Operator: Our next question is from Benjamin Burnett with Wells Fargo. This is Tianqi calling in for Ben. Thanks for taking our question. So I wanted to ask you about the Nanjing in-licensed assets. Just see if you have any updates on that. What kind of level of confidence do you have in these assets? And what does the clinical development path look like in their respective indications? Thank you very much.

Tony Marrs: Yeah. We are very excited about those products. We are currently in the preclinical stage. We are getting our packages together to have early conversations with the Agency on them. We think these products are very, very exciting. Internally, there is a lot of positive excitement around them. We are building teams and coming up with priorities for these projects. These will be new drugs, so they will be going through the standard NDA process. Whether we have expedited pathways or not remains to be seen. We are optimistic that we should have some for those.
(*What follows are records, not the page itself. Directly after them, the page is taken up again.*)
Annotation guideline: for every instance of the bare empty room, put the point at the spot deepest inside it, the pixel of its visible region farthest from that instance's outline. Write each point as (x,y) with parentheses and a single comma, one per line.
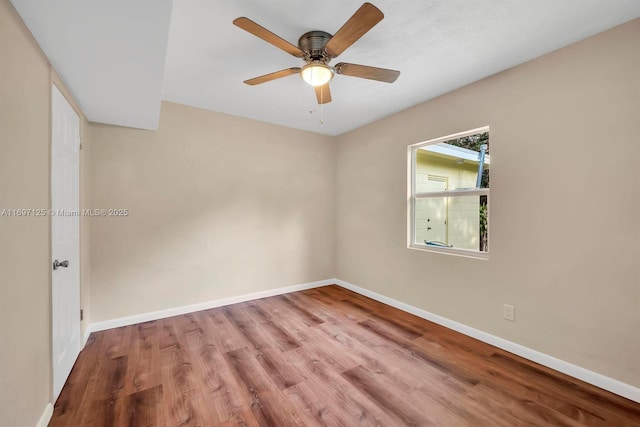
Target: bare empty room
(218,213)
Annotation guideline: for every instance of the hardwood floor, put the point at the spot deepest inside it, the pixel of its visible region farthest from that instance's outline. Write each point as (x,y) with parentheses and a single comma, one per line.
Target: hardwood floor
(325,356)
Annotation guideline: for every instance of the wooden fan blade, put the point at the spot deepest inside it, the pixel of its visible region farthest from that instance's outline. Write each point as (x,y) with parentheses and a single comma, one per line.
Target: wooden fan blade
(323,94)
(366,72)
(272,76)
(266,35)
(362,21)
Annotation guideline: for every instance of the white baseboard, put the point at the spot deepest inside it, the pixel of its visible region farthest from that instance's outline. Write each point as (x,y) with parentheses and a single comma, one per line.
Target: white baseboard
(155,315)
(599,380)
(46,416)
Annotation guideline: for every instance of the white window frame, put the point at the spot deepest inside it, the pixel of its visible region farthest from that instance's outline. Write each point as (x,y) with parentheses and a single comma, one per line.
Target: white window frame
(412,196)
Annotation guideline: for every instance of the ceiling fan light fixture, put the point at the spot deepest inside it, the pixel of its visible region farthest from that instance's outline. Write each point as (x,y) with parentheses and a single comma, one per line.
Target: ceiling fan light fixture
(316,73)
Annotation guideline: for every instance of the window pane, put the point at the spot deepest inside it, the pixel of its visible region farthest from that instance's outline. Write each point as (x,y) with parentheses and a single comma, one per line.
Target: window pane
(457,164)
(457,222)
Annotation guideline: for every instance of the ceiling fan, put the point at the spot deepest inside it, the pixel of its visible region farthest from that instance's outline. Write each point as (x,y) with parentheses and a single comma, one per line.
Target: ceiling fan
(318,48)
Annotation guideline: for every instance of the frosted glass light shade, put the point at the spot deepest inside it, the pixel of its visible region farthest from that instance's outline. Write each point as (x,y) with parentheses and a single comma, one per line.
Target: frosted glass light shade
(316,73)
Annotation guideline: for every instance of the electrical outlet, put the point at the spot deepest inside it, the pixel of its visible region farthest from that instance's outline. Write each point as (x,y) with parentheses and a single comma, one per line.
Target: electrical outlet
(509,312)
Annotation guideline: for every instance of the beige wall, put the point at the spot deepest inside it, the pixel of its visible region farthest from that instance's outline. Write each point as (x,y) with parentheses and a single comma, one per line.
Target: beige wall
(25,326)
(25,364)
(564,225)
(219,206)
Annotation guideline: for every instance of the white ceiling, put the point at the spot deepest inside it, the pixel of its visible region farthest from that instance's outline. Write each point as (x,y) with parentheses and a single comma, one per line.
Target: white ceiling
(438,45)
(109,53)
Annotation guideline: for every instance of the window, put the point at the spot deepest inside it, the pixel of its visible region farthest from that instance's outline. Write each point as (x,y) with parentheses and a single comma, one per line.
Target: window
(449,194)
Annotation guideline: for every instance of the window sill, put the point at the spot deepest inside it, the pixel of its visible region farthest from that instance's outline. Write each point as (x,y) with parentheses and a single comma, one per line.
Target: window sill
(451,251)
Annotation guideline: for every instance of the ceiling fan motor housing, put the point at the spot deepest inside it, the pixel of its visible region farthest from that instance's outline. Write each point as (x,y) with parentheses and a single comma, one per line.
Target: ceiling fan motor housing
(312,44)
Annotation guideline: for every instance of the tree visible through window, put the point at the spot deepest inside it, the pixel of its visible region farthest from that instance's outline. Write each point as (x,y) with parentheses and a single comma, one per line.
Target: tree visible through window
(449,200)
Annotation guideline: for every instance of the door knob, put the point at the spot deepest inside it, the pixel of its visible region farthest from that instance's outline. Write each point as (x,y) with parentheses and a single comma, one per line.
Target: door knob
(57,264)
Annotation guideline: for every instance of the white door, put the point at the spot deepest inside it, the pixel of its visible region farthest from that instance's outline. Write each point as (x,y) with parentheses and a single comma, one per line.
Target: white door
(65,225)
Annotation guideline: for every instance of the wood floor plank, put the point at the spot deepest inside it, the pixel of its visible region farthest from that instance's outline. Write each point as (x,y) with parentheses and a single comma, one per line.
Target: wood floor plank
(320,357)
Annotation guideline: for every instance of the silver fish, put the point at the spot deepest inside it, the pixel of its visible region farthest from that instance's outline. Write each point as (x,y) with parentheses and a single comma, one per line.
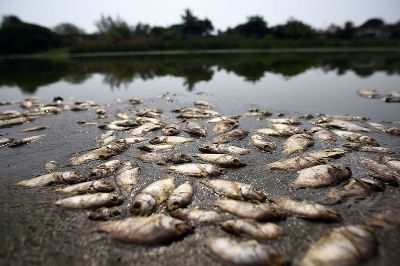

We have some oncology products that we think likely will have some of that, but we have not yet engaged the FDA with conversations on that. We are in the preclinical evaluation and looking at the prioritization. But overall, I think we are very, very excited and encouraged by these products.

Operator: Thank you. There are no further questions at this time. I would like to hand the floor back over to management for any closing remarks.

Dan Dischner: Thank you, Paul, and thank you all once again for joining us today. We appreciate your continued engagement and support. We look forward to keeping you updated on our progress throughout 2026. Have a wonderful evening.

Operator: This concludes today's conference call. You may disconnect your lines at this time. Thank you again for your participation.